At the age of twelve, a crushing blow fell upon this proud little daughter of Cæsar. To gain a province, her husband divorced her and married Anne of Brittany. The latter maid was kidnapped during a journey through France and held prisoner in a castle until she agreed to the marriage, which was then speedily effected. Marguerite haughtily refused to resign the title, "Queen of France," which she had borne for eight years. For seventeen months there were, therefore, two Queens of France Anne at Paris, and Marguerite holding her court at Amboise. Even the annals of royalty have never shown a more complicated situation. Anne of Brittany was, legally, for she had been married by proxy to Maximilian Marguerite's stepmother. Now, by her enforced marriage to Charles, Anne found herself the rival of her nominal stepdaughter.

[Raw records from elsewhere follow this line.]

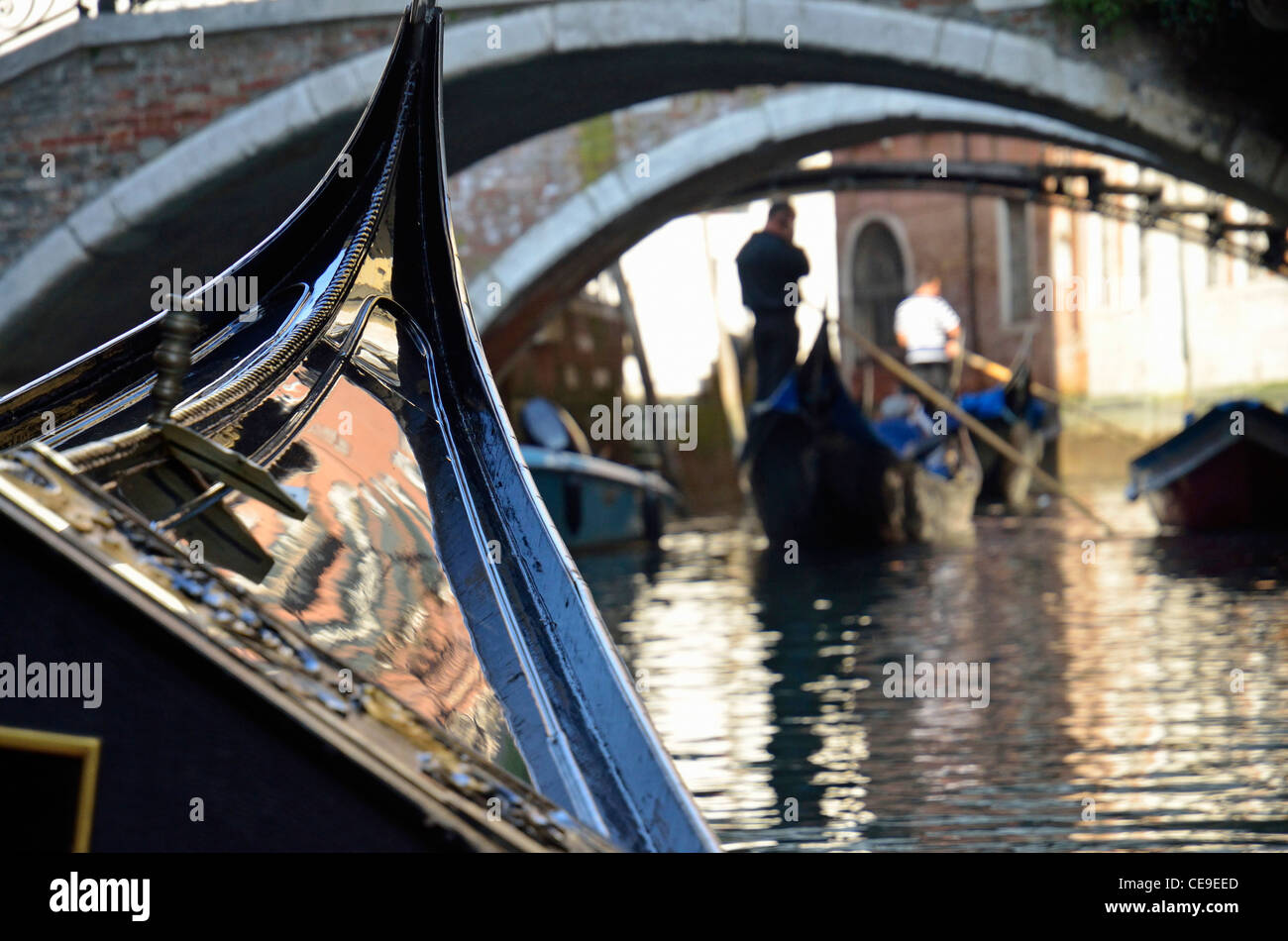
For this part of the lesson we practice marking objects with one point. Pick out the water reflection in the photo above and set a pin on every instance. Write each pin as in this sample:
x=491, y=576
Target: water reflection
x=1115, y=718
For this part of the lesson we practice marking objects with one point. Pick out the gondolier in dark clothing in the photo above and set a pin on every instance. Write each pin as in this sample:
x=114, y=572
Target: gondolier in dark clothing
x=769, y=265
x=927, y=329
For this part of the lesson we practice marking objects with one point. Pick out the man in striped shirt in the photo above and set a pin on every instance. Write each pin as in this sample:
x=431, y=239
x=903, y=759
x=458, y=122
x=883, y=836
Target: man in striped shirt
x=927, y=329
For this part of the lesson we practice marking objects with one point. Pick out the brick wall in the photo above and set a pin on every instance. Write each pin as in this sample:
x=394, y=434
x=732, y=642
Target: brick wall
x=104, y=112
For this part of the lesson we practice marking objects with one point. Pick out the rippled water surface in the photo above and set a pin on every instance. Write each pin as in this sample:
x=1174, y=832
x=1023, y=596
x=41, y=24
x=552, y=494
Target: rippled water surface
x=1137, y=686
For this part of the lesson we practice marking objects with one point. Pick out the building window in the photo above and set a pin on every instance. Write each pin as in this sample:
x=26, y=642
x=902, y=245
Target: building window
x=1014, y=261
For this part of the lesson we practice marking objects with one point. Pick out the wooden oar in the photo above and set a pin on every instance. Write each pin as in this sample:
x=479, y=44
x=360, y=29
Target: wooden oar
x=970, y=421
x=1003, y=374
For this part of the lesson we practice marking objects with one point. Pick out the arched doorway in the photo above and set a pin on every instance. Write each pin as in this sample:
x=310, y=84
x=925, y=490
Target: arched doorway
x=877, y=280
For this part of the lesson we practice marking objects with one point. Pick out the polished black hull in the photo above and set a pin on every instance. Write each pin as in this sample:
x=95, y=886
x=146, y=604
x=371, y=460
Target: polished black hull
x=424, y=571
x=1224, y=471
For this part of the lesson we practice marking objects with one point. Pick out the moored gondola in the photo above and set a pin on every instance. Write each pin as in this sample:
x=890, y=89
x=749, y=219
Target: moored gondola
x=823, y=475
x=307, y=553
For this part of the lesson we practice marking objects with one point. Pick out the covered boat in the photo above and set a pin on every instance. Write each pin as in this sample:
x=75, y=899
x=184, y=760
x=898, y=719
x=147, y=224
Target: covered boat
x=301, y=546
x=824, y=475
x=1225, y=470
x=593, y=502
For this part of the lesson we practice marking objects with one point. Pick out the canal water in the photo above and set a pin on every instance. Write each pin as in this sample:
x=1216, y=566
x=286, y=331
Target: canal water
x=1137, y=685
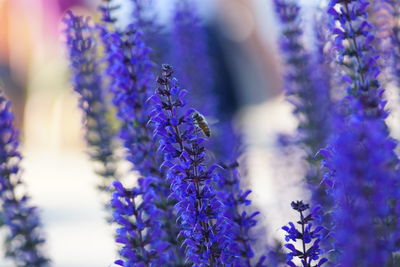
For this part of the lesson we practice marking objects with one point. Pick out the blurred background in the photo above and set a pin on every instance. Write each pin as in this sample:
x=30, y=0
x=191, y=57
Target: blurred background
x=59, y=176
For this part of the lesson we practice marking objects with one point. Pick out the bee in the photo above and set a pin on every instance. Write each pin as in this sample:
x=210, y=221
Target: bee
x=201, y=123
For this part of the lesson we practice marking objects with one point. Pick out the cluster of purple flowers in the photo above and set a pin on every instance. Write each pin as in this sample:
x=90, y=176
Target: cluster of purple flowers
x=188, y=206
x=24, y=238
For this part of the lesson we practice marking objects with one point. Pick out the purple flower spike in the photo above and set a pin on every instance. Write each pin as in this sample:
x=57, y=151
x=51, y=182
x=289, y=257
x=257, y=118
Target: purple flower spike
x=24, y=237
x=204, y=228
x=353, y=41
x=310, y=237
x=88, y=85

Maximilian, doubly furious against France, demanded that Marguerite's dowry be returned and that she be sent back to him with regal honors. It was a hard journey for a high-spirited girl. Every town along the route held fetes and was brightly illuminated as she passed through it. These municipal displays, either from stupidity or malice, were mostly in execrable taste. On every hand, blazoned in fire, Marguerite saw her own name sometimes even her own portrait coupled with that of the king who had cast her off. But she exhibited few outward signs of inward shame. Once at Cambrai, when the crowd shouted "Noel, Noel;" she called in a clear, far-reaching tone "Say not 'Noel,' but cry, 'Long live Burgundy!'" Once, at dinner in a French town through which she passed, lament was made that the vintage had been blighted; and she said: "Small wonder that the grapes wither in a country where oaths are broken!"

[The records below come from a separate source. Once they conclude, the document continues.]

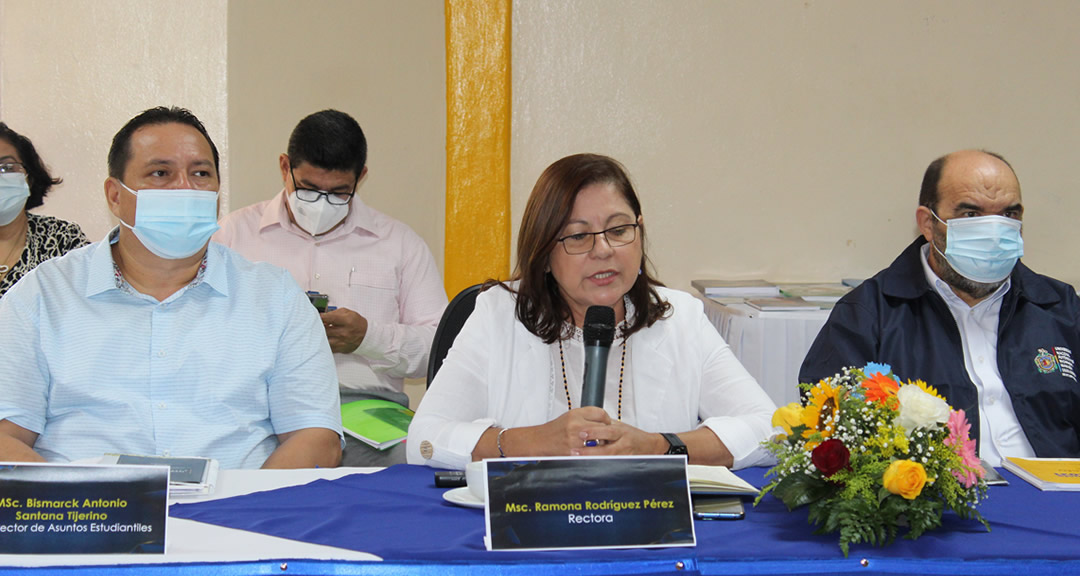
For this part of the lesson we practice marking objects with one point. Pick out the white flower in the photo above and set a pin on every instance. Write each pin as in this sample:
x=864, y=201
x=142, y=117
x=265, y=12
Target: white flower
x=919, y=409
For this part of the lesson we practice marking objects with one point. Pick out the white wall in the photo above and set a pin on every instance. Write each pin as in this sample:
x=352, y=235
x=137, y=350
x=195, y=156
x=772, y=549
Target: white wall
x=73, y=71
x=787, y=139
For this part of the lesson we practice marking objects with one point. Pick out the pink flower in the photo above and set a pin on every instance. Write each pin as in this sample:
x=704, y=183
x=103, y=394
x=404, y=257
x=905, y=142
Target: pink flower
x=963, y=446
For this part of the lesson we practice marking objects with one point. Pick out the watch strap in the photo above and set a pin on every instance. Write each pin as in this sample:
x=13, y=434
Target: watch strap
x=675, y=444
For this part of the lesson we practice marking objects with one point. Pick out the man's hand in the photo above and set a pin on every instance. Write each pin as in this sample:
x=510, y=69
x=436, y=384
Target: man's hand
x=345, y=330
x=307, y=447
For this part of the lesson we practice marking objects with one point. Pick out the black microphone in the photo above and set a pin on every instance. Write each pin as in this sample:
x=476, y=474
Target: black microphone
x=598, y=334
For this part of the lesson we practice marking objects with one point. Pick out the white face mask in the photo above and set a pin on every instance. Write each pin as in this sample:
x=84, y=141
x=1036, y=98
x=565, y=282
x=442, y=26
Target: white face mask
x=14, y=191
x=316, y=217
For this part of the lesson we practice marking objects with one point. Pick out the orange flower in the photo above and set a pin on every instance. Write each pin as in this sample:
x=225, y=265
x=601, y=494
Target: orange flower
x=821, y=413
x=879, y=388
x=905, y=478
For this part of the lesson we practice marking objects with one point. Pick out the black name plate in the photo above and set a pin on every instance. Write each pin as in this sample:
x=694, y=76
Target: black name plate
x=63, y=509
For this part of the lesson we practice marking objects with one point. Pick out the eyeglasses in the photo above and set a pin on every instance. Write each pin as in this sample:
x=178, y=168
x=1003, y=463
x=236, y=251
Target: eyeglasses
x=307, y=195
x=583, y=242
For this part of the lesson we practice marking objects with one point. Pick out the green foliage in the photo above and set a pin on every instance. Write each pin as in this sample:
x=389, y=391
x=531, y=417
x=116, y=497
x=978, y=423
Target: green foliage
x=854, y=503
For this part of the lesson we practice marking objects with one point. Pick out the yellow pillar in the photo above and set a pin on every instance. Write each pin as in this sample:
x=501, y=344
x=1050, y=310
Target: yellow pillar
x=477, y=142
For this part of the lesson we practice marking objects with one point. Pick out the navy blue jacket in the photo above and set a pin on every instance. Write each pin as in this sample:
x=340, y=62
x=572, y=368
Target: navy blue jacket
x=896, y=318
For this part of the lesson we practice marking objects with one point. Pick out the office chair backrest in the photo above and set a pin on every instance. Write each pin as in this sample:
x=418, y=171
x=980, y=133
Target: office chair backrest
x=454, y=318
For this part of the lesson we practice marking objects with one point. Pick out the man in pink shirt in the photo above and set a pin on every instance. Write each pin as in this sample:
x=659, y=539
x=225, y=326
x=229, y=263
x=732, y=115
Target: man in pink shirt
x=386, y=294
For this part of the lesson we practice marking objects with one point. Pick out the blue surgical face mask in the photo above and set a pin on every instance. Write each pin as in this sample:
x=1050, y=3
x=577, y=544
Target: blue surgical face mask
x=174, y=224
x=984, y=249
x=13, y=195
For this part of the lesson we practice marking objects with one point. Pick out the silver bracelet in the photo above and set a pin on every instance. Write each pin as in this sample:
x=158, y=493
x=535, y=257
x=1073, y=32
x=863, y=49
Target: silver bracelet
x=498, y=442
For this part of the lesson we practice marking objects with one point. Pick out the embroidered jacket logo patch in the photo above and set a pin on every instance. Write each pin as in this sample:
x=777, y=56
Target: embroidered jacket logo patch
x=1045, y=362
x=1058, y=359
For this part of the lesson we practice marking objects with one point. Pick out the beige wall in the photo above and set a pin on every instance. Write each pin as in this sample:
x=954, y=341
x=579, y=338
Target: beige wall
x=783, y=139
x=788, y=139
x=382, y=63
x=72, y=71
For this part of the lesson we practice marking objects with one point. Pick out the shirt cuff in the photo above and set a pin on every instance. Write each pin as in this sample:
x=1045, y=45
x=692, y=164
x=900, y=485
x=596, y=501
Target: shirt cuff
x=376, y=340
x=455, y=445
x=741, y=440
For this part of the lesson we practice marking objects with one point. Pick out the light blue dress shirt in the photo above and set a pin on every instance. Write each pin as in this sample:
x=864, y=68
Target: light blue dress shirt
x=216, y=370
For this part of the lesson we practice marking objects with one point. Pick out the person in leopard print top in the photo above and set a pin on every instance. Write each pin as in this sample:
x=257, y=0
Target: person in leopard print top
x=26, y=240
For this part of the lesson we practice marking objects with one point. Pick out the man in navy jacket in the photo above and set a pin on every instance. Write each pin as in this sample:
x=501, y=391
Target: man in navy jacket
x=958, y=310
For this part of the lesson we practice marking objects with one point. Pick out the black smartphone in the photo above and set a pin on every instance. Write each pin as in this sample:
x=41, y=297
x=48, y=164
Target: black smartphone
x=718, y=509
x=450, y=479
x=319, y=300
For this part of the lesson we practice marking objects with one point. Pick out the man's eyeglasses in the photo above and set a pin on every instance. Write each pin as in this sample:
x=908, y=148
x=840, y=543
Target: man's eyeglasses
x=307, y=195
x=580, y=243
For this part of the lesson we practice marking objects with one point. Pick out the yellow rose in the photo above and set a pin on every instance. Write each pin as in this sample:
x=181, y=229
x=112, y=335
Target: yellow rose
x=905, y=478
x=787, y=417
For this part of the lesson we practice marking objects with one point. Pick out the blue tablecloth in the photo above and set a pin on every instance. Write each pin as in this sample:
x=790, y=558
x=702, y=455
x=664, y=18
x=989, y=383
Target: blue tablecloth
x=400, y=516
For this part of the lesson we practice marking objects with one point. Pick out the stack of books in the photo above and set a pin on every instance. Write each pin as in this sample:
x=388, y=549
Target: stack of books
x=1047, y=473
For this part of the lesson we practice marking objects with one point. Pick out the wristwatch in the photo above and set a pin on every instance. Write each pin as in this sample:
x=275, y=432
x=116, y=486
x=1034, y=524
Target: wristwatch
x=675, y=445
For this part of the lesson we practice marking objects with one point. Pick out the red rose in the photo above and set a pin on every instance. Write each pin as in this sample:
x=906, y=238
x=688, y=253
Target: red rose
x=831, y=456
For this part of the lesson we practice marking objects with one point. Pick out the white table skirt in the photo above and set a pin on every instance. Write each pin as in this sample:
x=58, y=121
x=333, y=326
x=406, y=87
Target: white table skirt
x=187, y=540
x=771, y=345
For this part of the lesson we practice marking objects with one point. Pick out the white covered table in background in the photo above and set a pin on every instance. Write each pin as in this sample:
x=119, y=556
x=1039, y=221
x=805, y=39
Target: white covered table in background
x=770, y=344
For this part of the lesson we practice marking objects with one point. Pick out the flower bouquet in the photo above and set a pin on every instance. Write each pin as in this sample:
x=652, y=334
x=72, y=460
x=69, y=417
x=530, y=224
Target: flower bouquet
x=868, y=453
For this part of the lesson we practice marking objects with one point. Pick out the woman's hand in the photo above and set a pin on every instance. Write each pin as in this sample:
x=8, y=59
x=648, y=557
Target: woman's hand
x=568, y=432
x=618, y=438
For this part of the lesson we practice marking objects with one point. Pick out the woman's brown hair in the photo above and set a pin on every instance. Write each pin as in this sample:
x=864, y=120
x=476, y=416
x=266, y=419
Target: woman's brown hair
x=540, y=305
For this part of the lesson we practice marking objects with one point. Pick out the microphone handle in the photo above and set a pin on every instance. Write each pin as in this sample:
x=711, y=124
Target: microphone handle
x=592, y=389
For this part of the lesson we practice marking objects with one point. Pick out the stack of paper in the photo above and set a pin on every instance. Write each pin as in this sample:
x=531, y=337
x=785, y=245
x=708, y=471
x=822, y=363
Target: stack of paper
x=736, y=289
x=785, y=304
x=814, y=292
x=717, y=480
x=378, y=423
x=187, y=477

But Marguerite or, rather, her wealth was not long without suitors. Don Juan of Austria, son of Ferdinand and Isabella, offered himself and was accepted by Maximilian. There was a brief delay in the negotiations and Don Juan, exasperated thereby, impudently reminded the emperor that a divorced princess ought to come cheaper than either a widow or a maid. At about the same time Marguerite's brother, Philip the Handsome, was betrothed to Don Juan's sister, Juana. The two girls travelled together from Brussels as far as Liege, where Philip was to be married. There was a great contrast between the two Marguerite calm, stately, fair, was ruled always by reason; and Juana dark, intense, was governed by emotion. Upon this journey, however, youth and common interests must have made the two girls companionable to each other. No prophetic sign warned either of sorrows which the future held in store. The following letter, lately printed in Secret Memoirs of the House of Austria, gives the story of Juana's tragedy. Another letter, to which we shall refer later, proves that Marguerite's love passion, though free from crime, unlike Juana's, was no less deep and real than that of her hot-blooded southern sister. The letter was written by one of Philip's generals. An extract from it says: "The good King Philip was suspected by his Queen of an amour, and that without reason, as was afterward discovered, but she took it so much and so grievously to heart that she at last resolved to kill her lord and husband in revenge for it. As women are so easily moved and impelled, according to the old adage 'they have long robes but short counsels,' she got so utterly beside herself as to poison her good husband, although it was to her own loss. Shortly after, she found out that she had been wrong, and that she had allowed her quick temper to get the better of her. Then she began to rue what she had done, and found no rest, tormented as she was by the furies of remorse; and as she had her husband no more and could not get him back, she began to love him twice as well as before, and grieved and fretted so violently that at last she went out of her mind altogether and became quite childish."
For months Juana kept Philip's embalmed body in her room, frequently embracing it in an agony of grief. When, at last, it was buried she could not rest until it was exhumed. Then she travelled with it at night by the light of torches all through Spain. Curiously enough, a soothsayer had once told Philip that he would make longer journeys through his kingdom after his death than he had ever taken while living.
Philip the Handsome had one strong trait in his otherwise weak nature. He was devotedly attached to his sister Marguerite. He loved her better than anything else on earth except himself. She loved him, and his children after him for his sake, with no thought of self. When Marguerite left the Netherlands for Spain where her marriage with Don Juan was to take place, Philip went with her to the seacoast. The ship in which Marguerite and her suite sailed was threatened with destruction. Marguerite calmly dressed herself in her richest robes and jewels in order that her body, if washed ashore, might be easily identified. Then under one of her splendid bracelets she slipped a band of oiled silk containing an epitaph written by herself:
"Cy gise Margot, la gente damoysella,
Qui eust deux maris, et si morut pucelle."
This has been roughly translated thus:
"Beneath this tomb the highborn Margaret's laid,
Who had two husbands and yet died a maid."